Fiber-Reinforced Polymer Nanocomposites

1
School of Chemical and Energy Engineering, Faculty of Engineering, Universiti Teknologi Malaysia (UTM), Johor Bahru 81310, Malaysia
2
Centre for Advanced Composite Materials, Universiti Teknologi Malaysia (UTM), Johor Bahru 81310, Malaysia
3
Institute of Tropical Forest and Forest Products (INTROP), Universiti Putra Malaysia, UPM, Serdang 43400, Malaysia
4
Bioresource Technology Division, School of Industrial Technology, Universiti Sains Malaysia, Gelugor 11800, Malaysia
5
Research Centre for Chemical Defence, Universiti Pertahanan Nasional Malaysia (UPNM), Kuala Lumpur 57000, Malaysia
*
Authors to whom correspondence should be addressed.
Nanomaterials 2022, 12(17), 3045; https://doi.org/10.3390/nano12173045
Submission received: 12 August 2022 / Accepted: 24 August 2022 / Published: 2 September 2022
(This article belongs to the Special Issue Fiber Reinforced Polymer Nanocomposites)

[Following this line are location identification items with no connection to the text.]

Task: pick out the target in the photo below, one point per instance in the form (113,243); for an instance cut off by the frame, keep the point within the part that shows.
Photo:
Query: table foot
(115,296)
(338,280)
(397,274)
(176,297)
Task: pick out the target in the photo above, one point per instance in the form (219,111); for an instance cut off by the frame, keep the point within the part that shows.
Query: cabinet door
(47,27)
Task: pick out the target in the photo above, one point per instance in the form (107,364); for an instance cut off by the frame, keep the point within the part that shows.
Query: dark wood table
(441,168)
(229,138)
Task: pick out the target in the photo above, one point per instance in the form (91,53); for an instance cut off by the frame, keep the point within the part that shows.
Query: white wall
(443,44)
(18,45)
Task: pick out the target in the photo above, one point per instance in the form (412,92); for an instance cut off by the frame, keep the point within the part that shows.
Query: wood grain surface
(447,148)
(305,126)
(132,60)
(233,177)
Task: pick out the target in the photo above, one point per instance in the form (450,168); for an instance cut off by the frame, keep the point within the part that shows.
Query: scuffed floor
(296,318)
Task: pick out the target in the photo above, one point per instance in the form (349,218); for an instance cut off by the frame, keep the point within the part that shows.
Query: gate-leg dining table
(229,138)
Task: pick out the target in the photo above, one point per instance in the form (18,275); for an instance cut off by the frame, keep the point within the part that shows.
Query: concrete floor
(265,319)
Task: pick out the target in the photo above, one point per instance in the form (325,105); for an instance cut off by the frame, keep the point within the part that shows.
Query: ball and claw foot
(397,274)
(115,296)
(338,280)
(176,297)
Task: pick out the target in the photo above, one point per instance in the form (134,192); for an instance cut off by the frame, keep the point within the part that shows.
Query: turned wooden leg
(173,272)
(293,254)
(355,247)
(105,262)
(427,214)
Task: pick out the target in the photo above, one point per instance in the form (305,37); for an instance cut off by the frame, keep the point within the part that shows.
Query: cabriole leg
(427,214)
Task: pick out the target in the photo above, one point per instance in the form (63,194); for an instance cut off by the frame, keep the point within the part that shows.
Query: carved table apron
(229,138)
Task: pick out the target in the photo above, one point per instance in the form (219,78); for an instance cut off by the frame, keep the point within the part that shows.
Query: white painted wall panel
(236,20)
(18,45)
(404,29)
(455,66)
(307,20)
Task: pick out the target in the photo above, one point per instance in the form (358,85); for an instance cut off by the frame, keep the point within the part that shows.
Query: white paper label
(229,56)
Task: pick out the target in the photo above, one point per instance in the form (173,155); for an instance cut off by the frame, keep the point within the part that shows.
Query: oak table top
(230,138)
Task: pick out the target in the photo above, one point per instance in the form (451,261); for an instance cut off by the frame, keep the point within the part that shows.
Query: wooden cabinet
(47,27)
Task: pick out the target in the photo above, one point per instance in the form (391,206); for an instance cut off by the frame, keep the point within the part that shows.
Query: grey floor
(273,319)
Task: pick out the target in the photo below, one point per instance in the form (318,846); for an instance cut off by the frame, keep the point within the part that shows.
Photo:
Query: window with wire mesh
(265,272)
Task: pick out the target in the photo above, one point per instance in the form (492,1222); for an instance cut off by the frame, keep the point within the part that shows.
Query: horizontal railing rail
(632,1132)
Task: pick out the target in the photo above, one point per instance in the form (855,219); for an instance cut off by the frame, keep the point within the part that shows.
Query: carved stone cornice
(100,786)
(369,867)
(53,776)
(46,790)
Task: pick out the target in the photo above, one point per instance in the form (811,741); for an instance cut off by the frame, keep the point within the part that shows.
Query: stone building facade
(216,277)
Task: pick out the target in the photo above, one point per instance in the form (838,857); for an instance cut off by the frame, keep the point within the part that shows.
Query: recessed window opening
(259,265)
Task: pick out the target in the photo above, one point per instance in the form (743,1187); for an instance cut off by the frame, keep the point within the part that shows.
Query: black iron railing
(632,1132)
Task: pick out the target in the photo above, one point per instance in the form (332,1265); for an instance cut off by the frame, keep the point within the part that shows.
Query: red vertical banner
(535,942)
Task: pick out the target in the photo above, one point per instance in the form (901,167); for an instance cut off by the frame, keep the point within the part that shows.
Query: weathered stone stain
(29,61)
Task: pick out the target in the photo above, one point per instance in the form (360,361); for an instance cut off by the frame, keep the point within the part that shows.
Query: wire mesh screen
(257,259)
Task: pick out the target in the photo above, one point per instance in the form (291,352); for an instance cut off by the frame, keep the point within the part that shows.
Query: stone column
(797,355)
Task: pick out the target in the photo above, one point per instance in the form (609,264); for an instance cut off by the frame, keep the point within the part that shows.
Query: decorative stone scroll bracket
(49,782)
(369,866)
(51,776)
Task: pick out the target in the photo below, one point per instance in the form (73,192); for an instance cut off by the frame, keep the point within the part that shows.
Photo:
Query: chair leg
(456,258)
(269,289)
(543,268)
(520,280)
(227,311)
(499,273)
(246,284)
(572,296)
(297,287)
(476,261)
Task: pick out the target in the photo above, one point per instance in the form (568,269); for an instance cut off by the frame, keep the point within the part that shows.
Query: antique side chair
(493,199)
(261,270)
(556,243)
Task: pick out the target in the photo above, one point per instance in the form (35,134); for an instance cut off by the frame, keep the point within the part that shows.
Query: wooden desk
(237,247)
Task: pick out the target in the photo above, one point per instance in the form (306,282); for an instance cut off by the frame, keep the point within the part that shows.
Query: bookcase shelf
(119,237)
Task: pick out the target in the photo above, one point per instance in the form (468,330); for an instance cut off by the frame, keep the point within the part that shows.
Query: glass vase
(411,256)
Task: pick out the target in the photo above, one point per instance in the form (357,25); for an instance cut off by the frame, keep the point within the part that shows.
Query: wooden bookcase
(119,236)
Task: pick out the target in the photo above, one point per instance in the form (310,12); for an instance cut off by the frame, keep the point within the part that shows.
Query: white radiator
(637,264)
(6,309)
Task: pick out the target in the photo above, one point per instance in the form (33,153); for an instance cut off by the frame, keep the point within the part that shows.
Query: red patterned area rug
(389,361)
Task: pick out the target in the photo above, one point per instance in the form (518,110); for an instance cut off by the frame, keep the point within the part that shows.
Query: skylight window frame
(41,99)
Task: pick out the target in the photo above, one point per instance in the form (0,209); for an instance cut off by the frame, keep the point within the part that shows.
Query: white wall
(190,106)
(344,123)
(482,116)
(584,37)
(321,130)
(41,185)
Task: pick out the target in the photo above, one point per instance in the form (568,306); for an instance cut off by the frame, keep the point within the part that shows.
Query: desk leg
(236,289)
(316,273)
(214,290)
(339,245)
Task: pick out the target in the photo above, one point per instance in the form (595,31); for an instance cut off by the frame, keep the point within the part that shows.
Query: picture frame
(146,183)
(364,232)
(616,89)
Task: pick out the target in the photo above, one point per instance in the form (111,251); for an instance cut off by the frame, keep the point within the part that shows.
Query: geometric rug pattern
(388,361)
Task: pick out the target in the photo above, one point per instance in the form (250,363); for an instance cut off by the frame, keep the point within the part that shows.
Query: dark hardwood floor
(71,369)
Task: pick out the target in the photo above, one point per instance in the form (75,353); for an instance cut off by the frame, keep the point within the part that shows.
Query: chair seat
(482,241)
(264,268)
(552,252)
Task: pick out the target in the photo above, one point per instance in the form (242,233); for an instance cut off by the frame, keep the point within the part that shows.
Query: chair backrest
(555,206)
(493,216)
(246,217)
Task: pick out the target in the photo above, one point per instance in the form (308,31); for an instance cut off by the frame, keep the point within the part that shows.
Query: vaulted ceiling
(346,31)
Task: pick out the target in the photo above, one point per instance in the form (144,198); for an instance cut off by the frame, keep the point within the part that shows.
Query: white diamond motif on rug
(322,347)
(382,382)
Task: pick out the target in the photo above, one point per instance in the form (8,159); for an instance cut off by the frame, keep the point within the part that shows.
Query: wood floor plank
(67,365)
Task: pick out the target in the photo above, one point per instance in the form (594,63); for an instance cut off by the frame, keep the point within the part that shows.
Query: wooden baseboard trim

“Fiber-Reinforced Polymer Nanocomposites” is a newly open Special Issue of Nanomaterials, which aims to publish original and review papers on new scientific and applied research and make boundless contributions to the finding and understanding of the reinforcing effects of various nanomaterials on the performance of polymer nanocomposites. This Special Issue also covers the fundamentals, characterization, and applications of fiber-reinforced polymer nanocomposites.
Today, nanomaterials are used in several applications, including composites, packaging, electronic, electrical, structural, energy storage, automotive, filtering, and coating applications, among other (Figure 1) [1,2,3,4,5]. The continuous development and appearance on the market of new high-performance reinforcing nanomaterials in polymer composites has constituted a strong challenge for researchers to design and adapt new functional nanocomposites for several applications [2,6,7]. This Special Issue aims to provide deep insights into the reinforcing effects of various nanomaterials on the mechanical, physical, thermal, and electrical performance of polymer nanocomposites.
Nanomaterials can be classified into natural and synthetic. Nanocellulose, nano-clay, graphene and MXene, carbon nanofibers and nanotubes, silica nanoparticles, and ZnO quantum dots are common nanomaterials used in polymer nanocomposites [8,9,10]. Most have several valuable features, such as being renewable and having large specific surface areas, high crystallinities, and surface functionalization capabilities. Nanomaterials can play two essential roles in polymer nanocomposites. The first is to improve the various performances of the material, such as mechanical, barrier, thermal, flame retardancy, and electrical performances. Meanwhile, the second is the modification of miscibility and morphology of the polymer nanocomposites.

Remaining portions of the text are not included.